Having a meaty horn section gives the New England blues band a swing sound, but lately, the guys have moved closer toward New Orleans style blues.
But, Vachon said, really, the sound the band aims for is “authentic.”
“The way you’re supposed to do it,” Vachon said, in a recent phone interview with The Herald-Mail. “There are a lot of people who sort of try to play that stuff but don’t get all the nuances of it.”
It’s sort of like learning a language but speaking it in the wrong accent, he explained.
“You have to spend a lot of time listening to what’s on those records to get the real approach to those styles,” Vachon said.
Roomful is in Saturday’s band roster at the Western Maryland Blues Fest, a four-day string of concerts set in and around downtown Hagerstown.
Blues Fest starts tonight with a free show at University Plaza Park and runs through Sunday with another free concert at City Park. The focal points of the event are the concerts Friday and Saturday in Hagerstown’s Central Lot downtown. Roomful of Blues’ show comes ahead of Saturday’s headliners The Derek Trucks Band.
For Vachon, performing blues is a pleasure.
“I think the fact that it’s an open-ended, improvisation type of thing, where you don’t have to play the same thing every night in the same song,” Vachon said. “It’s not like copying verbatim because people want to hear it exactly that way because they heard it on a record. So if you get into a different mood and you’re doing a solo, then you’ve got to do something different. The freedom of that is something we all like.”
They bring that live aspect into the recording studio — they don’t do overdubs.
“I think we’d probably freak out if we had to do a bunch of overdubs,” Vachon said. “Sometimes the little mistakes you make on a record, you end up keeping as something you probably couldn’t come up with if you’re sitting around trying to overdub. It’s kind of fun that way.”
The band’s latest album, “Raisin’ a Ruckus” was released in early 2008 by Alligator Records, the home to Buddy Guy and Koko Taylor.
This year, Roomful’s label mates Lil’ Ed and The Blues Imperials will also be performing at Blues Fest. Alligator was the source of several past Blues Fest performers, including Nappy Brown, Buckwheat Zydeco and Guitar Shorty.
Roomful of Blues was founded in the late 1960s. Vachon said that 55 musicians have since come and gone. Sax player Rich Lataille joined the band in 1970, when the band added a horn section, making him the longest-tenured member in the eight-man blues band.

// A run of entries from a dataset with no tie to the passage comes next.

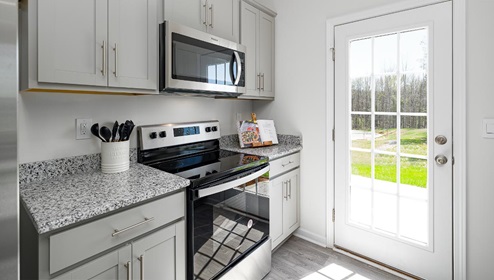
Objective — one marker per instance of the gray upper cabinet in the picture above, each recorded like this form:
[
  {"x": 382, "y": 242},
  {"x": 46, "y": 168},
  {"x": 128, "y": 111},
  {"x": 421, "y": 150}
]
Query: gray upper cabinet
[
  {"x": 71, "y": 35},
  {"x": 217, "y": 17},
  {"x": 257, "y": 34},
  {"x": 98, "y": 43}
]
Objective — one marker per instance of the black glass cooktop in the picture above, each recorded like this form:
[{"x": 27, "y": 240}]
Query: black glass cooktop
[{"x": 208, "y": 167}]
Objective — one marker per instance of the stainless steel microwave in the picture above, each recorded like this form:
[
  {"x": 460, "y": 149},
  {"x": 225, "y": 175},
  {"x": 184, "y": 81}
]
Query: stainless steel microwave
[{"x": 197, "y": 63}]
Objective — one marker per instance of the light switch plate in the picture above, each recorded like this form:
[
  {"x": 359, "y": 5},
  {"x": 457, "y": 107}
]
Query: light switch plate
[
  {"x": 488, "y": 128},
  {"x": 83, "y": 128}
]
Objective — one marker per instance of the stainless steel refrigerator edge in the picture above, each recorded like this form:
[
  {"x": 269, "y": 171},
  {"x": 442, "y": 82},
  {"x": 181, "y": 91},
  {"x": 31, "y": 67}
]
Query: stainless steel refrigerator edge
[{"x": 9, "y": 194}]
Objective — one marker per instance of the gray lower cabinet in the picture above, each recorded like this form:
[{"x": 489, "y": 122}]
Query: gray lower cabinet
[
  {"x": 109, "y": 266},
  {"x": 284, "y": 213},
  {"x": 160, "y": 255},
  {"x": 144, "y": 241}
]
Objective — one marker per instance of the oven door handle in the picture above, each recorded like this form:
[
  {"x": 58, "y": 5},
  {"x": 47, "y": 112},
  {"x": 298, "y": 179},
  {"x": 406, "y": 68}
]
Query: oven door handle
[{"x": 231, "y": 184}]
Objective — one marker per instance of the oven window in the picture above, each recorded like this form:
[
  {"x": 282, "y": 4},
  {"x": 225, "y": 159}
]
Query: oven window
[
  {"x": 227, "y": 225},
  {"x": 198, "y": 61}
]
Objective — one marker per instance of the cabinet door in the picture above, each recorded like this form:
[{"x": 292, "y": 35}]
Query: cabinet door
[
  {"x": 72, "y": 36},
  {"x": 133, "y": 44},
  {"x": 276, "y": 198},
  {"x": 224, "y": 19},
  {"x": 161, "y": 255},
  {"x": 266, "y": 54},
  {"x": 249, "y": 37},
  {"x": 110, "y": 266},
  {"x": 191, "y": 13},
  {"x": 291, "y": 219}
]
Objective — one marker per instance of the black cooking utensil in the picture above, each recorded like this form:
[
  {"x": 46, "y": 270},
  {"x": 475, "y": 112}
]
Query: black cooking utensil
[
  {"x": 120, "y": 132},
  {"x": 95, "y": 131},
  {"x": 105, "y": 133},
  {"x": 114, "y": 131}
]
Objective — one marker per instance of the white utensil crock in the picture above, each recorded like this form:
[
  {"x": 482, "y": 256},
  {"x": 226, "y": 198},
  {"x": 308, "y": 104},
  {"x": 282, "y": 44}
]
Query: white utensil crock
[{"x": 114, "y": 156}]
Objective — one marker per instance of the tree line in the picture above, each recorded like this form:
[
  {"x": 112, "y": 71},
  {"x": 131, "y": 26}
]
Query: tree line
[{"x": 413, "y": 93}]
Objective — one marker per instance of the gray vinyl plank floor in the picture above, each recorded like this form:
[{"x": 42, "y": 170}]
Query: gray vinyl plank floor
[{"x": 300, "y": 259}]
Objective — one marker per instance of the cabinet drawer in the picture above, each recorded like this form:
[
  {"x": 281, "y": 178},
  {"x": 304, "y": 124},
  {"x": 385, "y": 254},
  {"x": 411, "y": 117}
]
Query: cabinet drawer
[
  {"x": 77, "y": 244},
  {"x": 283, "y": 164}
]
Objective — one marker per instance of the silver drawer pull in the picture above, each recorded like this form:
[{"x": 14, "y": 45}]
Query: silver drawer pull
[
  {"x": 129, "y": 269},
  {"x": 141, "y": 260},
  {"x": 286, "y": 164},
  {"x": 146, "y": 220}
]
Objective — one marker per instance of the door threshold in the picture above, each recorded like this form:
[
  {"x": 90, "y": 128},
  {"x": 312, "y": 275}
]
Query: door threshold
[{"x": 375, "y": 263}]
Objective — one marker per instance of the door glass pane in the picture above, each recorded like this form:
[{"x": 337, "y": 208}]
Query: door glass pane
[
  {"x": 414, "y": 92},
  {"x": 385, "y": 54},
  {"x": 361, "y": 94},
  {"x": 386, "y": 93},
  {"x": 361, "y": 131},
  {"x": 385, "y": 136},
  {"x": 413, "y": 50},
  {"x": 389, "y": 193}
]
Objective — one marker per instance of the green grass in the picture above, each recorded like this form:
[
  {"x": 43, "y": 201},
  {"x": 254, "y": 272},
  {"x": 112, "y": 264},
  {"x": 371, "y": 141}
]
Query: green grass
[{"x": 413, "y": 171}]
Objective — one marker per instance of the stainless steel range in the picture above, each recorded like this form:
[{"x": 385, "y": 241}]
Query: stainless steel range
[{"x": 227, "y": 200}]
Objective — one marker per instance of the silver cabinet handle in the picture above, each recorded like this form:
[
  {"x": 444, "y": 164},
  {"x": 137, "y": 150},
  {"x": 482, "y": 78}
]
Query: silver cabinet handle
[
  {"x": 129, "y": 270},
  {"x": 286, "y": 164},
  {"x": 117, "y": 231},
  {"x": 284, "y": 190},
  {"x": 262, "y": 76},
  {"x": 116, "y": 58},
  {"x": 211, "y": 16},
  {"x": 205, "y": 22},
  {"x": 141, "y": 260},
  {"x": 103, "y": 62},
  {"x": 290, "y": 188}
]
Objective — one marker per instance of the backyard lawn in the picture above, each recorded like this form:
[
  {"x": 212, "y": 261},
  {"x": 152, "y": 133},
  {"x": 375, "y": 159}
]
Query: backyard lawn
[{"x": 413, "y": 171}]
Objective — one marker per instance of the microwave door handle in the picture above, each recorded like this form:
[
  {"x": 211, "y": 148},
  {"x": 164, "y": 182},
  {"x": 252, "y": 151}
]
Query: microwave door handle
[
  {"x": 239, "y": 68},
  {"x": 231, "y": 184}
]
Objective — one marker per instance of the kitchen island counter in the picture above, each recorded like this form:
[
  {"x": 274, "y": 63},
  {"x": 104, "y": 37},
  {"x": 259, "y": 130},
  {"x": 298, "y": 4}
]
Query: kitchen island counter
[
  {"x": 61, "y": 201},
  {"x": 288, "y": 144}
]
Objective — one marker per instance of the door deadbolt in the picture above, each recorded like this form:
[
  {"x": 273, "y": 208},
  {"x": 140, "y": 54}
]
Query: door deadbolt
[
  {"x": 441, "y": 160},
  {"x": 441, "y": 139}
]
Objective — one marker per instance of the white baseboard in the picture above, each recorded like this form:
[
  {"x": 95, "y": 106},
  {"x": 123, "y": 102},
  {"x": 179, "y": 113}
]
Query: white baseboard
[{"x": 311, "y": 237}]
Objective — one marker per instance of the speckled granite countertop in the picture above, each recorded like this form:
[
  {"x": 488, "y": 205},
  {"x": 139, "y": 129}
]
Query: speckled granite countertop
[
  {"x": 288, "y": 144},
  {"x": 67, "y": 199}
]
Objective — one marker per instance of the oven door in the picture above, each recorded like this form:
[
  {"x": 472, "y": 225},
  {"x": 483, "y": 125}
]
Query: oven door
[
  {"x": 226, "y": 222},
  {"x": 197, "y": 62}
]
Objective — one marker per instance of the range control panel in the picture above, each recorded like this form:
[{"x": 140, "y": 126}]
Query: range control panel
[{"x": 173, "y": 134}]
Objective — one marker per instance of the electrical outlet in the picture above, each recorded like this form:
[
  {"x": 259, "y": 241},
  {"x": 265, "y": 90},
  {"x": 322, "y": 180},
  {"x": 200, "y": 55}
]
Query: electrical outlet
[{"x": 83, "y": 128}]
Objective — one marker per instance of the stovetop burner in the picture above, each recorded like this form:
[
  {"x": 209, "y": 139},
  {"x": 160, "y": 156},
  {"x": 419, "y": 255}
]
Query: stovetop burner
[{"x": 194, "y": 156}]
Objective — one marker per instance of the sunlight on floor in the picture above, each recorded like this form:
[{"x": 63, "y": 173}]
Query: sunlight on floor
[{"x": 334, "y": 272}]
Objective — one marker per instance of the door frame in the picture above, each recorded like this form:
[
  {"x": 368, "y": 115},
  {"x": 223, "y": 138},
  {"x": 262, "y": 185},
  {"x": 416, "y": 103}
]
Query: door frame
[{"x": 459, "y": 119}]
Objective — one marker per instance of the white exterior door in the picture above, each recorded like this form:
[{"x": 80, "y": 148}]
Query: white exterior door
[{"x": 393, "y": 144}]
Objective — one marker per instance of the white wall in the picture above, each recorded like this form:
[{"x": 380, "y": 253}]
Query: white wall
[
  {"x": 47, "y": 120},
  {"x": 480, "y": 151},
  {"x": 300, "y": 105}
]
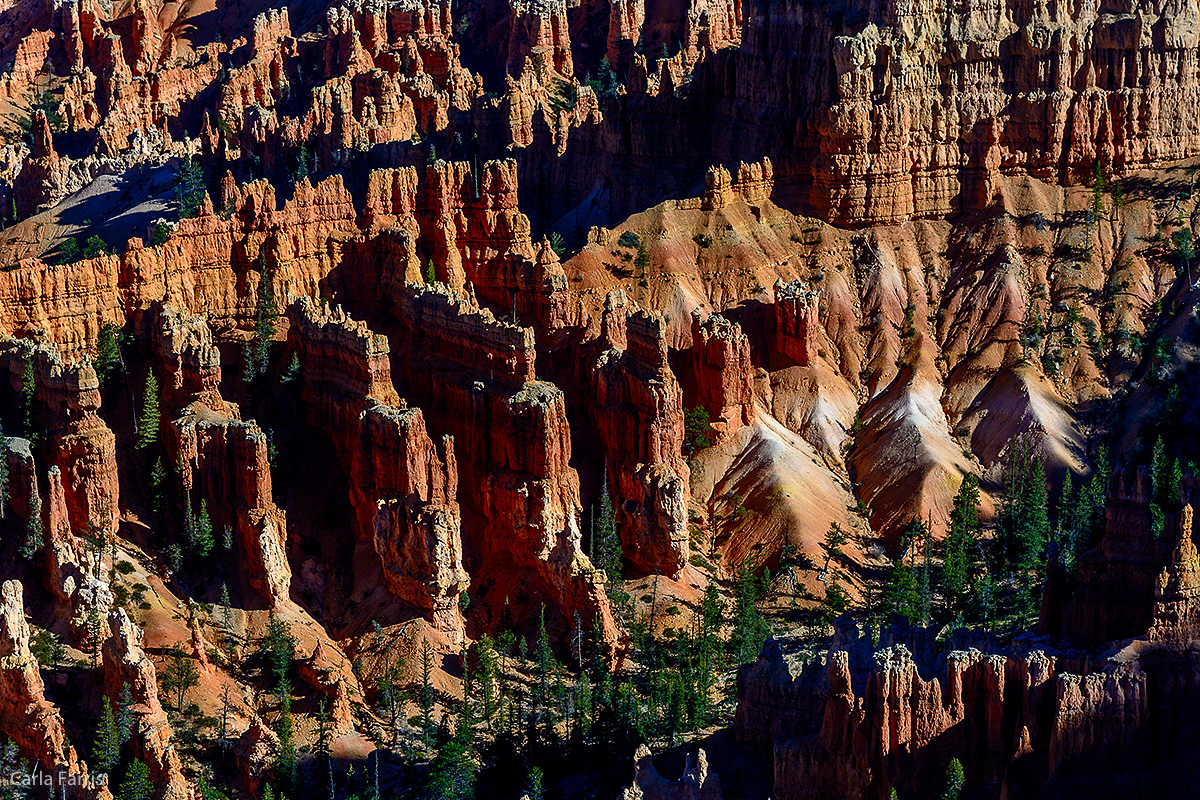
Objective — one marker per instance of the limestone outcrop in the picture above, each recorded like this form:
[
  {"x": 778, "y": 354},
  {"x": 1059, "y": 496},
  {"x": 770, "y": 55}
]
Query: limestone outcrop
[
  {"x": 639, "y": 414},
  {"x": 127, "y": 665},
  {"x": 27, "y": 716},
  {"x": 403, "y": 487}
]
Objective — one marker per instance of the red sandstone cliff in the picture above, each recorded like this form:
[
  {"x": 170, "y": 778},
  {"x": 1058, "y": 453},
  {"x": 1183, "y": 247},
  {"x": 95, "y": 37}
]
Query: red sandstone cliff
[{"x": 403, "y": 487}]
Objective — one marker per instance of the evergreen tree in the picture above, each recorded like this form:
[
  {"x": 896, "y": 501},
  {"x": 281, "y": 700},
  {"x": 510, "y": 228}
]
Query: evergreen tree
[
  {"x": 106, "y": 749},
  {"x": 750, "y": 630},
  {"x": 35, "y": 531},
  {"x": 258, "y": 349},
  {"x": 642, "y": 260},
  {"x": 148, "y": 422},
  {"x": 190, "y": 190},
  {"x": 426, "y": 692},
  {"x": 954, "y": 781},
  {"x": 28, "y": 395},
  {"x": 959, "y": 564},
  {"x": 137, "y": 785},
  {"x": 4, "y": 471},
  {"x": 545, "y": 663},
  {"x": 203, "y": 540},
  {"x": 606, "y": 545},
  {"x": 487, "y": 667},
  {"x": 901, "y": 593},
  {"x": 108, "y": 354},
  {"x": 453, "y": 771},
  {"x": 125, "y": 715},
  {"x": 1024, "y": 519}
]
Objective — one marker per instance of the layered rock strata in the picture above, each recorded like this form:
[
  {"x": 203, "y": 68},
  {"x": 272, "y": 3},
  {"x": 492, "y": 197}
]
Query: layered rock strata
[
  {"x": 477, "y": 378},
  {"x": 222, "y": 459},
  {"x": 29, "y": 719},
  {"x": 127, "y": 665},
  {"x": 637, "y": 413},
  {"x": 402, "y": 486}
]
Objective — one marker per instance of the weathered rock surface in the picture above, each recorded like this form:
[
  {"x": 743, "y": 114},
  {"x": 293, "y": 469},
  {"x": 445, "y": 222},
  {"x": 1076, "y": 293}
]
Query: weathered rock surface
[
  {"x": 639, "y": 415},
  {"x": 403, "y": 487},
  {"x": 27, "y": 716},
  {"x": 127, "y": 665}
]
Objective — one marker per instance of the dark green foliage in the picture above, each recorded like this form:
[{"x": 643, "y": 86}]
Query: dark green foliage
[
  {"x": 533, "y": 785},
  {"x": 606, "y": 545},
  {"x": 750, "y": 630},
  {"x": 107, "y": 747},
  {"x": 149, "y": 419},
  {"x": 1024, "y": 519},
  {"x": 258, "y": 349},
  {"x": 156, "y": 485},
  {"x": 28, "y": 396},
  {"x": 137, "y": 785},
  {"x": 35, "y": 533},
  {"x": 453, "y": 771},
  {"x": 960, "y": 564},
  {"x": 954, "y": 781},
  {"x": 426, "y": 699},
  {"x": 901, "y": 593},
  {"x": 190, "y": 190},
  {"x": 696, "y": 431},
  {"x": 642, "y": 259},
  {"x": 180, "y": 677},
  {"x": 604, "y": 84},
  {"x": 160, "y": 234},
  {"x": 292, "y": 373},
  {"x": 108, "y": 354}
]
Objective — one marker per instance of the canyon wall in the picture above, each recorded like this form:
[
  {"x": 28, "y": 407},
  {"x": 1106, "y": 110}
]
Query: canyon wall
[{"x": 403, "y": 488}]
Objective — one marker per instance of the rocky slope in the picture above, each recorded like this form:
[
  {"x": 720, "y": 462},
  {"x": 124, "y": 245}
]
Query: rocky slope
[{"x": 423, "y": 283}]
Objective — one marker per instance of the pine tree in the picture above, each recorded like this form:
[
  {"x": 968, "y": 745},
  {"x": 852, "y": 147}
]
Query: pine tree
[
  {"x": 35, "y": 531},
  {"x": 125, "y": 715},
  {"x": 107, "y": 747},
  {"x": 190, "y": 191},
  {"x": 108, "y": 354},
  {"x": 148, "y": 422},
  {"x": 487, "y": 667},
  {"x": 954, "y": 780},
  {"x": 545, "y": 663},
  {"x": 4, "y": 471},
  {"x": 203, "y": 540},
  {"x": 453, "y": 771},
  {"x": 28, "y": 395},
  {"x": 901, "y": 593},
  {"x": 959, "y": 563},
  {"x": 533, "y": 785},
  {"x": 258, "y": 349},
  {"x": 750, "y": 630},
  {"x": 426, "y": 692},
  {"x": 606, "y": 545},
  {"x": 137, "y": 785}
]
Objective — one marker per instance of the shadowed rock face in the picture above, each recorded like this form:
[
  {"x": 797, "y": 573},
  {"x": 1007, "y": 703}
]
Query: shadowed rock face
[
  {"x": 519, "y": 248},
  {"x": 856, "y": 723},
  {"x": 28, "y": 719}
]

“We’ve had very few people that we were happy to see go,” Vachon said.
In fact, the band has only recently replaced one of its members, veteran trumpet player Bob Enos, who died at the age of 60 in 2008. He had been with the band for more than two decades.
“We were on tour over in Georgia,” Vachon said. “We were waiting for him in the morning to get on the bus and he didn’t show up so a couple of us went up there and had the hotel let us in the room and he had passed away.
“It knocked the wind right out of us for a while.”
Six months ago, the band brought in a new trumpet player, Doug Woolverton, who has performed with The Temptations.
“He’s a younger guy, very good. Very good attitude, very positive fellow,” Vachon said.
As for what’s next, Vachon said the band plans to record a new record this fall.